Y sería precisamente con el argumento de “faltas a la moral”, con el que en adelante se perseguiría a la homosexualidad en México.

Si bien este tipo de fiestas y bailes privados -así como sus respectivas redadas- se siguieron presentando en los años siguientes, ninguno de estos casos alcanzó el eco que tuvo el Baile de los 41.

(Photo by John Moore/Getty Images)

(Photo by John Moore/Getty Images)

6. Repercusiones en la cultura

El Baile de los 41 dejó una profunda huella en distintos ámbitos de la cultura popular mexicana. Por ejemplo, el número 41 sería estigmatizado y empleado para referirse a los homosexuales.

El escritor militar Francisco L. Urquizo, escribió respecto al uso del número 41:

En México el número 41 no tiene ninguna validez y es ofensivo para los mexicanos (…) La influencia de esa tradición es tal que hasta en lo oficial se pasa por alto el número 41. No hay en el ejército División, Regimiento o Batallón que lleve el número 41. Llegan hasta el 40 y de ahí se salta al 42. No hay nómina que tenga renglón 41. No hay en las nomenclaturas municipales casas que ostenten el número 41. Si acaso y no hay remedio, el 40 bis. No hay cuarto de hotel o de Sanatorio que tenga el número 41. Nadie cumple 41 años, de los 40 se salta hasta los 42. No hay automóvil que lleve placa 41, ni policía o agente que acepte ese guarismo”

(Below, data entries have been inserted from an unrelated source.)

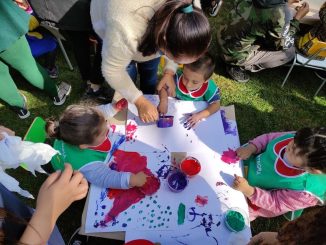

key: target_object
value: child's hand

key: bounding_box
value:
[236,143,256,160]
[129,171,148,187]
[233,174,255,197]
[184,113,203,129]
[157,100,168,115]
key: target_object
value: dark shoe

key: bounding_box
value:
[68,228,88,245]
[84,85,114,104]
[209,0,222,17]
[226,65,250,83]
[53,82,71,105]
[14,94,31,119]
[46,66,59,78]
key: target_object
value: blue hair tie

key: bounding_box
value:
[181,4,194,14]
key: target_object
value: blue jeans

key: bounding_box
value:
[127,57,160,94]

Para combatir este prejuicio, algunos bares, discotecas y asociaciones gays han adoptado el número 41.

Como tal, este suceso ha sido replicado en sátiras, literatura, pintura, teatro e incluso en televisión, tal y como ocurrió en la telenovela histórica El vuelo del águila, emitida en 1994 por Televisa.

También es digna de mención la novela crítico-social Los cuarenta y uno, escrita bajo el seudónimo Fecundo. No obstante su tono homofóbico, se trata de la primera vez que el tema de la homosexualidad, hasta entonces considerado tabú, fue retratado en la literatura mexicana.

En el 2001, la comunidad LGBTTI develó como forma de desagravio al hecho, una placa en el Centro Cultural José Martí, de la Ciudad de México.

Al final, la mejor manera de englobar la importancia que tuvo el Baile de los 41 es con las palabras de Carlos Monsiváis, para quien este evento “inventó la homosexualidad en México” y la situó por primera vez en el debate público durante el siglo XX.